Diaz hosted the meeting with the New Jersey Alliance for Immigrant Justice, which is leading a "Let's Drive NJ drive that has been joined by 50 community, faith-based, labor, social service and advoacy organizations.
All the mayors at the meeting said immigrants have been allowed to receive municipal identification cards, enabling them to participate in municipal programs, and enjoy other benefits, such as opening bank accounts. Denying this population licenses limits their ability to get jobs,the municipal leaders said.
"If you do not have a driver's license, you can not maximize your earning potential," said Maplewood Mayor Victor DeLuca.
Roselle Mayor Christine Dansereau said immigrants in her borough can been seen getting to work on bicycles regardless of the weather. Dover Mayor James Dodd said school buses are not provided in his 2 1/2 square-miles of his town, and often immigrants put children under age 10 on taxi to reach schools.

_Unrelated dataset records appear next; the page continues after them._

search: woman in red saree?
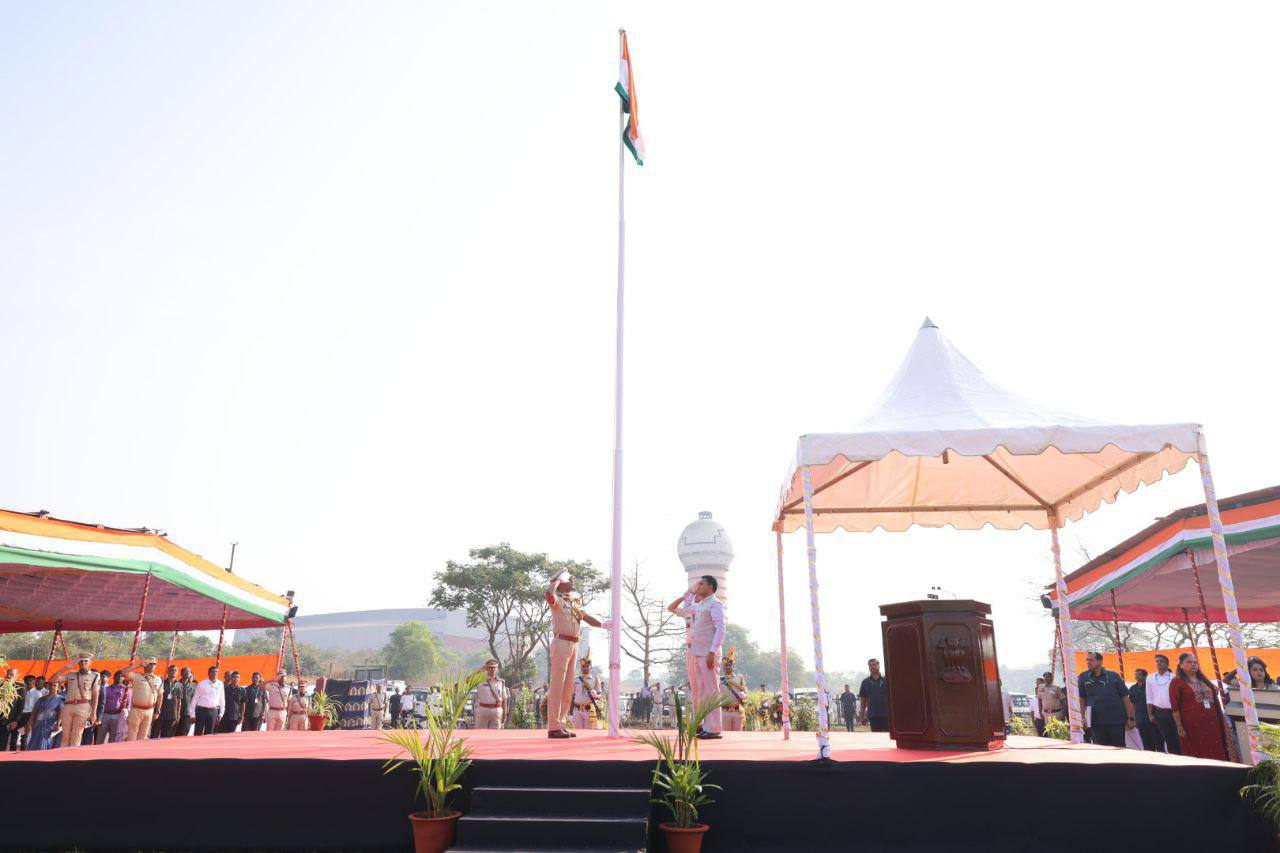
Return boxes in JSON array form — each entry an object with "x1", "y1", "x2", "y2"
[{"x1": 1168, "y1": 653, "x2": 1231, "y2": 761}]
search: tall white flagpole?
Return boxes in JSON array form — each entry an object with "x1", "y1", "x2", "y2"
[{"x1": 606, "y1": 27, "x2": 627, "y2": 738}]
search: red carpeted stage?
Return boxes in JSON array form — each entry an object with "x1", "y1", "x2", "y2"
[{"x1": 2, "y1": 729, "x2": 1270, "y2": 851}]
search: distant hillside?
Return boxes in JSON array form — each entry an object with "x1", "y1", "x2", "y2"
[{"x1": 238, "y1": 608, "x2": 488, "y2": 653}]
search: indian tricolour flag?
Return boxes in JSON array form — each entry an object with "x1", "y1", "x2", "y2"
[{"x1": 615, "y1": 32, "x2": 645, "y2": 165}]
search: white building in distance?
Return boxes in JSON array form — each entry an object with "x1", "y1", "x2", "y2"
[{"x1": 677, "y1": 511, "x2": 734, "y2": 611}]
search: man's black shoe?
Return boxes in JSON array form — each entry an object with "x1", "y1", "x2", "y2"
[
  {"x1": 696, "y1": 731, "x2": 722, "y2": 740},
  {"x1": 548, "y1": 729, "x2": 572, "y2": 739}
]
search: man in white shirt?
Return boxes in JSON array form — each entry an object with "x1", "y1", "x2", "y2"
[
  {"x1": 1030, "y1": 678, "x2": 1045, "y2": 736},
  {"x1": 1144, "y1": 653, "x2": 1179, "y2": 754},
  {"x1": 191, "y1": 665, "x2": 225, "y2": 736},
  {"x1": 686, "y1": 575, "x2": 726, "y2": 740},
  {"x1": 18, "y1": 675, "x2": 44, "y2": 749}
]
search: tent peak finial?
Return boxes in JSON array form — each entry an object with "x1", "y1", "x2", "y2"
[{"x1": 920, "y1": 316, "x2": 938, "y2": 330}]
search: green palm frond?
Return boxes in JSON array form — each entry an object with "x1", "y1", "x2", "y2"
[
  {"x1": 378, "y1": 670, "x2": 486, "y2": 818},
  {"x1": 1240, "y1": 723, "x2": 1280, "y2": 828},
  {"x1": 627, "y1": 692, "x2": 723, "y2": 829}
]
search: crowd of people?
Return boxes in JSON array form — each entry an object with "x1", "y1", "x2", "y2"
[
  {"x1": 2, "y1": 653, "x2": 318, "y2": 751},
  {"x1": 1029, "y1": 650, "x2": 1261, "y2": 761}
]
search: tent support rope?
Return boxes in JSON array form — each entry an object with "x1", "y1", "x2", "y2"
[
  {"x1": 1196, "y1": 431, "x2": 1262, "y2": 762},
  {"x1": 214, "y1": 605, "x2": 229, "y2": 668},
  {"x1": 277, "y1": 624, "x2": 288, "y2": 674},
  {"x1": 1049, "y1": 509, "x2": 1084, "y2": 742},
  {"x1": 801, "y1": 466, "x2": 831, "y2": 759},
  {"x1": 1187, "y1": 548, "x2": 1224, "y2": 692},
  {"x1": 1110, "y1": 590, "x2": 1125, "y2": 680},
  {"x1": 287, "y1": 618, "x2": 302, "y2": 684},
  {"x1": 41, "y1": 622, "x2": 63, "y2": 677},
  {"x1": 1050, "y1": 620, "x2": 1061, "y2": 681},
  {"x1": 775, "y1": 529, "x2": 791, "y2": 740},
  {"x1": 128, "y1": 572, "x2": 152, "y2": 663}
]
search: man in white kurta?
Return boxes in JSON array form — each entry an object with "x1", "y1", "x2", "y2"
[
  {"x1": 666, "y1": 583, "x2": 706, "y2": 711},
  {"x1": 687, "y1": 575, "x2": 726, "y2": 738}
]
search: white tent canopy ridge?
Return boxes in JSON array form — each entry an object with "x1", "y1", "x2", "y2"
[
  {"x1": 774, "y1": 318, "x2": 1199, "y2": 534},
  {"x1": 771, "y1": 318, "x2": 1262, "y2": 763}
]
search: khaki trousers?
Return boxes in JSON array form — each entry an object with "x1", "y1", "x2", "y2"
[
  {"x1": 722, "y1": 708, "x2": 743, "y2": 731},
  {"x1": 126, "y1": 707, "x2": 154, "y2": 741},
  {"x1": 266, "y1": 709, "x2": 287, "y2": 731},
  {"x1": 546, "y1": 636, "x2": 576, "y2": 731},
  {"x1": 474, "y1": 706, "x2": 503, "y2": 729},
  {"x1": 288, "y1": 713, "x2": 308, "y2": 731},
  {"x1": 371, "y1": 710, "x2": 385, "y2": 730},
  {"x1": 58, "y1": 705, "x2": 91, "y2": 747}
]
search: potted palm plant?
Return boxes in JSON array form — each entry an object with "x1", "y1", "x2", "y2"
[
  {"x1": 630, "y1": 693, "x2": 723, "y2": 853},
  {"x1": 308, "y1": 690, "x2": 341, "y2": 731},
  {"x1": 380, "y1": 670, "x2": 486, "y2": 853}
]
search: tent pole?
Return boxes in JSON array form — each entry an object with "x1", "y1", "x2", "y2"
[
  {"x1": 1109, "y1": 591, "x2": 1125, "y2": 681},
  {"x1": 1048, "y1": 510, "x2": 1084, "y2": 743},
  {"x1": 1187, "y1": 548, "x2": 1225, "y2": 693},
  {"x1": 1196, "y1": 431, "x2": 1262, "y2": 762},
  {"x1": 1183, "y1": 609, "x2": 1198, "y2": 651},
  {"x1": 129, "y1": 572, "x2": 152, "y2": 663},
  {"x1": 214, "y1": 604, "x2": 229, "y2": 668},
  {"x1": 167, "y1": 629, "x2": 179, "y2": 669},
  {"x1": 800, "y1": 466, "x2": 831, "y2": 759},
  {"x1": 774, "y1": 529, "x2": 791, "y2": 740}
]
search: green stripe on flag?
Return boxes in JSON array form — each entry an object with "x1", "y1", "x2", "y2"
[
  {"x1": 623, "y1": 120, "x2": 643, "y2": 165},
  {"x1": 615, "y1": 82, "x2": 630, "y2": 112}
]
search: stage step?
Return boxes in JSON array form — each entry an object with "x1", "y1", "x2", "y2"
[{"x1": 450, "y1": 785, "x2": 650, "y2": 852}]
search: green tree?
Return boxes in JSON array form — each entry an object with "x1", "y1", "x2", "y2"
[
  {"x1": 428, "y1": 543, "x2": 607, "y2": 684},
  {"x1": 381, "y1": 621, "x2": 442, "y2": 682}
]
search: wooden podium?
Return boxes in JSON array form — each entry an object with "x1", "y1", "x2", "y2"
[{"x1": 879, "y1": 599, "x2": 1005, "y2": 751}]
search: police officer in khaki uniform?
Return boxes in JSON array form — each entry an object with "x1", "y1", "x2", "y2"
[
  {"x1": 51, "y1": 653, "x2": 100, "y2": 748},
  {"x1": 719, "y1": 648, "x2": 747, "y2": 732},
  {"x1": 369, "y1": 683, "x2": 388, "y2": 730},
  {"x1": 571, "y1": 656, "x2": 602, "y2": 731},
  {"x1": 544, "y1": 571, "x2": 609, "y2": 739},
  {"x1": 118, "y1": 657, "x2": 163, "y2": 741},
  {"x1": 264, "y1": 672, "x2": 289, "y2": 731},
  {"x1": 287, "y1": 681, "x2": 310, "y2": 730},
  {"x1": 473, "y1": 659, "x2": 509, "y2": 729}
]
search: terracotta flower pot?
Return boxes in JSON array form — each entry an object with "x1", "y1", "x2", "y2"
[
  {"x1": 307, "y1": 714, "x2": 328, "y2": 731},
  {"x1": 660, "y1": 822, "x2": 708, "y2": 853},
  {"x1": 408, "y1": 809, "x2": 461, "y2": 853}
]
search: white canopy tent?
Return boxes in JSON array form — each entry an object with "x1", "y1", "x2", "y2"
[{"x1": 773, "y1": 319, "x2": 1262, "y2": 761}]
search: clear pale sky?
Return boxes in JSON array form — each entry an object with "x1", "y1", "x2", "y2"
[{"x1": 3, "y1": 4, "x2": 1278, "y2": 671}]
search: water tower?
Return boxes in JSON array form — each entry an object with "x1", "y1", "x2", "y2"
[{"x1": 676, "y1": 511, "x2": 734, "y2": 610}]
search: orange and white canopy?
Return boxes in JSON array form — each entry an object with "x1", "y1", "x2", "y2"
[
  {"x1": 0, "y1": 509, "x2": 291, "y2": 633},
  {"x1": 775, "y1": 319, "x2": 1200, "y2": 533},
  {"x1": 1050, "y1": 485, "x2": 1280, "y2": 623}
]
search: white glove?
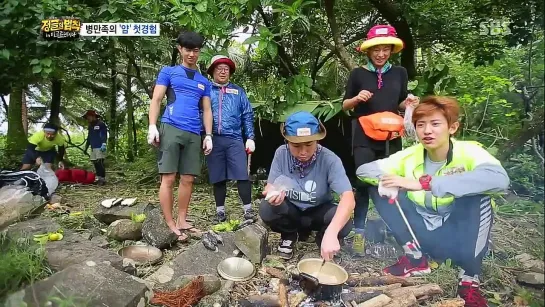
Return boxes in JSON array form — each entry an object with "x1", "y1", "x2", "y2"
[
  {"x1": 378, "y1": 180, "x2": 399, "y2": 202},
  {"x1": 203, "y1": 135, "x2": 213, "y2": 155},
  {"x1": 245, "y1": 139, "x2": 255, "y2": 153},
  {"x1": 147, "y1": 124, "x2": 160, "y2": 145}
]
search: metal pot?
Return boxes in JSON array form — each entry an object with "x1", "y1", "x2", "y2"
[{"x1": 297, "y1": 258, "x2": 349, "y2": 301}]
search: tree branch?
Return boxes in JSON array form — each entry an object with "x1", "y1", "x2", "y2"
[
  {"x1": 323, "y1": 0, "x2": 357, "y2": 71},
  {"x1": 367, "y1": 0, "x2": 417, "y2": 78}
]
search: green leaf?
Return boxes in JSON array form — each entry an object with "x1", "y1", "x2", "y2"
[
  {"x1": 278, "y1": 103, "x2": 320, "y2": 122},
  {"x1": 98, "y1": 4, "x2": 108, "y2": 15},
  {"x1": 41, "y1": 58, "x2": 52, "y2": 67},
  {"x1": 242, "y1": 36, "x2": 260, "y2": 45},
  {"x1": 267, "y1": 42, "x2": 278, "y2": 58},
  {"x1": 30, "y1": 59, "x2": 39, "y2": 65},
  {"x1": 1, "y1": 49, "x2": 10, "y2": 60},
  {"x1": 32, "y1": 65, "x2": 42, "y2": 74},
  {"x1": 108, "y1": 7, "x2": 117, "y2": 14},
  {"x1": 195, "y1": 1, "x2": 207, "y2": 12},
  {"x1": 44, "y1": 67, "x2": 53, "y2": 74},
  {"x1": 74, "y1": 41, "x2": 84, "y2": 50}
]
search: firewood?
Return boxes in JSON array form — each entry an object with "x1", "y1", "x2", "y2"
[
  {"x1": 385, "y1": 283, "x2": 443, "y2": 299},
  {"x1": 239, "y1": 294, "x2": 280, "y2": 307},
  {"x1": 353, "y1": 283, "x2": 402, "y2": 292},
  {"x1": 350, "y1": 302, "x2": 358, "y2": 307},
  {"x1": 383, "y1": 293, "x2": 417, "y2": 307},
  {"x1": 433, "y1": 298, "x2": 466, "y2": 307},
  {"x1": 346, "y1": 275, "x2": 417, "y2": 287},
  {"x1": 357, "y1": 294, "x2": 392, "y2": 307},
  {"x1": 278, "y1": 279, "x2": 288, "y2": 307},
  {"x1": 341, "y1": 291, "x2": 383, "y2": 304},
  {"x1": 265, "y1": 267, "x2": 286, "y2": 279}
]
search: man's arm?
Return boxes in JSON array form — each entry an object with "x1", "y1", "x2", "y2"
[
  {"x1": 356, "y1": 148, "x2": 409, "y2": 185},
  {"x1": 100, "y1": 122, "x2": 108, "y2": 145},
  {"x1": 201, "y1": 96, "x2": 213, "y2": 135},
  {"x1": 431, "y1": 144, "x2": 510, "y2": 197},
  {"x1": 325, "y1": 155, "x2": 355, "y2": 236},
  {"x1": 240, "y1": 89, "x2": 255, "y2": 140},
  {"x1": 149, "y1": 85, "x2": 167, "y2": 125},
  {"x1": 264, "y1": 147, "x2": 284, "y2": 194}
]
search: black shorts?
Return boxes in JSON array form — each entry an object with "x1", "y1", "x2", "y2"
[{"x1": 22, "y1": 148, "x2": 56, "y2": 165}]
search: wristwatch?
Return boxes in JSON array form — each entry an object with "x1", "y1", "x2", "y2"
[{"x1": 419, "y1": 175, "x2": 432, "y2": 191}]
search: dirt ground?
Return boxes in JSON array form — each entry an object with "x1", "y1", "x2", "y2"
[{"x1": 54, "y1": 179, "x2": 545, "y2": 306}]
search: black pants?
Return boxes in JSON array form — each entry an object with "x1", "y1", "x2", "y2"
[
  {"x1": 93, "y1": 159, "x2": 106, "y2": 178},
  {"x1": 353, "y1": 145, "x2": 400, "y2": 229},
  {"x1": 369, "y1": 187, "x2": 493, "y2": 276},
  {"x1": 259, "y1": 199, "x2": 353, "y2": 245}
]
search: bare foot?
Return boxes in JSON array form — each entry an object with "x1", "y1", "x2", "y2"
[
  {"x1": 167, "y1": 222, "x2": 189, "y2": 242},
  {"x1": 177, "y1": 221, "x2": 203, "y2": 237}
]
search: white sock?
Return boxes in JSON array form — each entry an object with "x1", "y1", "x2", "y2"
[
  {"x1": 243, "y1": 204, "x2": 252, "y2": 212},
  {"x1": 402, "y1": 241, "x2": 422, "y2": 259},
  {"x1": 216, "y1": 206, "x2": 225, "y2": 213}
]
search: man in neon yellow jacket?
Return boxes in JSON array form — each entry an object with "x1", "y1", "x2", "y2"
[{"x1": 356, "y1": 96, "x2": 510, "y2": 307}]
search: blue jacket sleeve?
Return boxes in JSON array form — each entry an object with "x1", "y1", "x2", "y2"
[
  {"x1": 100, "y1": 122, "x2": 108, "y2": 144},
  {"x1": 85, "y1": 125, "x2": 91, "y2": 150},
  {"x1": 240, "y1": 89, "x2": 255, "y2": 139}
]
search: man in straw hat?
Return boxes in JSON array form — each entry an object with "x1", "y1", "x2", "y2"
[
  {"x1": 259, "y1": 111, "x2": 355, "y2": 260},
  {"x1": 205, "y1": 55, "x2": 257, "y2": 222},
  {"x1": 82, "y1": 109, "x2": 108, "y2": 185},
  {"x1": 342, "y1": 24, "x2": 420, "y2": 255}
]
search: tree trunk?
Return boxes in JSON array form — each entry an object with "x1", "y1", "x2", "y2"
[
  {"x1": 125, "y1": 62, "x2": 135, "y2": 161},
  {"x1": 107, "y1": 40, "x2": 118, "y2": 154},
  {"x1": 170, "y1": 47, "x2": 178, "y2": 66},
  {"x1": 6, "y1": 85, "x2": 27, "y2": 159},
  {"x1": 132, "y1": 110, "x2": 138, "y2": 157},
  {"x1": 498, "y1": 106, "x2": 544, "y2": 161},
  {"x1": 49, "y1": 78, "x2": 62, "y2": 124},
  {"x1": 22, "y1": 89, "x2": 28, "y2": 134}
]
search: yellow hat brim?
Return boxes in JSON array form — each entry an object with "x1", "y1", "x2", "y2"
[{"x1": 359, "y1": 37, "x2": 404, "y2": 53}]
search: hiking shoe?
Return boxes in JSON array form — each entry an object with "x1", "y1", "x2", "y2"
[
  {"x1": 277, "y1": 233, "x2": 298, "y2": 259},
  {"x1": 216, "y1": 211, "x2": 227, "y2": 223},
  {"x1": 457, "y1": 281, "x2": 488, "y2": 307},
  {"x1": 298, "y1": 229, "x2": 312, "y2": 242},
  {"x1": 243, "y1": 208, "x2": 257, "y2": 221},
  {"x1": 351, "y1": 232, "x2": 365, "y2": 256},
  {"x1": 383, "y1": 255, "x2": 431, "y2": 277}
]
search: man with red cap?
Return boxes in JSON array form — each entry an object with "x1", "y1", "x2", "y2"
[
  {"x1": 205, "y1": 55, "x2": 256, "y2": 222},
  {"x1": 82, "y1": 109, "x2": 108, "y2": 185}
]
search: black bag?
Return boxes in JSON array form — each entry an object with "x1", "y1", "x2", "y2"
[{"x1": 0, "y1": 170, "x2": 49, "y2": 199}]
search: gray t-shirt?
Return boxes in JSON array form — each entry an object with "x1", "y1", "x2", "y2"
[{"x1": 267, "y1": 145, "x2": 353, "y2": 210}]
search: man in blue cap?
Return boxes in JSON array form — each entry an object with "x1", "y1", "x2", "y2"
[
  {"x1": 259, "y1": 111, "x2": 355, "y2": 260},
  {"x1": 206, "y1": 55, "x2": 256, "y2": 222}
]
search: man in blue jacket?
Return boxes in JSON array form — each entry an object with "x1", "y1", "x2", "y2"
[
  {"x1": 82, "y1": 110, "x2": 108, "y2": 185},
  {"x1": 206, "y1": 55, "x2": 256, "y2": 222}
]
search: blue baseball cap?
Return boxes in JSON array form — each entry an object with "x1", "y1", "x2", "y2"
[{"x1": 281, "y1": 111, "x2": 327, "y2": 143}]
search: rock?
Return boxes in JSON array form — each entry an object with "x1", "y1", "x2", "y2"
[
  {"x1": 516, "y1": 253, "x2": 545, "y2": 273},
  {"x1": 4, "y1": 261, "x2": 152, "y2": 307},
  {"x1": 146, "y1": 233, "x2": 237, "y2": 288},
  {"x1": 141, "y1": 204, "x2": 178, "y2": 249},
  {"x1": 517, "y1": 272, "x2": 545, "y2": 287},
  {"x1": 93, "y1": 202, "x2": 147, "y2": 225},
  {"x1": 49, "y1": 193, "x2": 62, "y2": 205},
  {"x1": 107, "y1": 219, "x2": 143, "y2": 241},
  {"x1": 365, "y1": 218, "x2": 388, "y2": 243},
  {"x1": 0, "y1": 185, "x2": 45, "y2": 229},
  {"x1": 196, "y1": 289, "x2": 230, "y2": 307},
  {"x1": 172, "y1": 274, "x2": 221, "y2": 295},
  {"x1": 91, "y1": 235, "x2": 110, "y2": 248},
  {"x1": 5, "y1": 217, "x2": 124, "y2": 272},
  {"x1": 269, "y1": 278, "x2": 280, "y2": 292},
  {"x1": 234, "y1": 223, "x2": 268, "y2": 264}
]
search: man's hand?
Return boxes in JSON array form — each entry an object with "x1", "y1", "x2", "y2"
[
  {"x1": 147, "y1": 124, "x2": 160, "y2": 146},
  {"x1": 357, "y1": 90, "x2": 373, "y2": 103},
  {"x1": 203, "y1": 135, "x2": 213, "y2": 155},
  {"x1": 381, "y1": 174, "x2": 422, "y2": 191},
  {"x1": 262, "y1": 189, "x2": 285, "y2": 206},
  {"x1": 100, "y1": 143, "x2": 107, "y2": 152},
  {"x1": 404, "y1": 94, "x2": 420, "y2": 107},
  {"x1": 378, "y1": 180, "x2": 399, "y2": 200},
  {"x1": 245, "y1": 139, "x2": 255, "y2": 154},
  {"x1": 320, "y1": 230, "x2": 340, "y2": 261}
]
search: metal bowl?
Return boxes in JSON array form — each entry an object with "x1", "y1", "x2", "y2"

Quijano said permitting immigrants to have licenses - requiring them to follow state regulations - would make the roads safer for all drivers, and would allowed undocumented workers more employment opportunities and make them better consumers. It would increase state revenues through taxes on the purchase of gasoline and through paying highway tolls.
"I think of it as an economic multiplier," she said. She also said there would be safeguards in the law to protect immigrants from being report to federal authorities after they get a license.
Quijano, whose two prior bills proposing similar access driver's licenses were opposed by Gov. Chris Christie, said Gov. Phil Murphy has stated his support for the measure. Quijano said she will travel to California to review the law there permitting licenses for immigrants.
Currently,12 states expanded access to licenses in the same way.
The mayors pointed out that the proposed law would benefit the LBGTQ community, because drivers would be permitted to identify their preferred gender.
A licenses that would be issued under the proposed law would look much like all others issued in the state, but would carry an indication that it was issued to an immigrant, as required under federal regulation, Quijano said.
Assemblywoman Yvonne Lopez (D-Middlesex) also attended the meeting to speak in support of the bill, and state Sen. Joseph Vitale (D-Middlesex) issued a statement calling the "legislation critical to ensuring safety of our roads."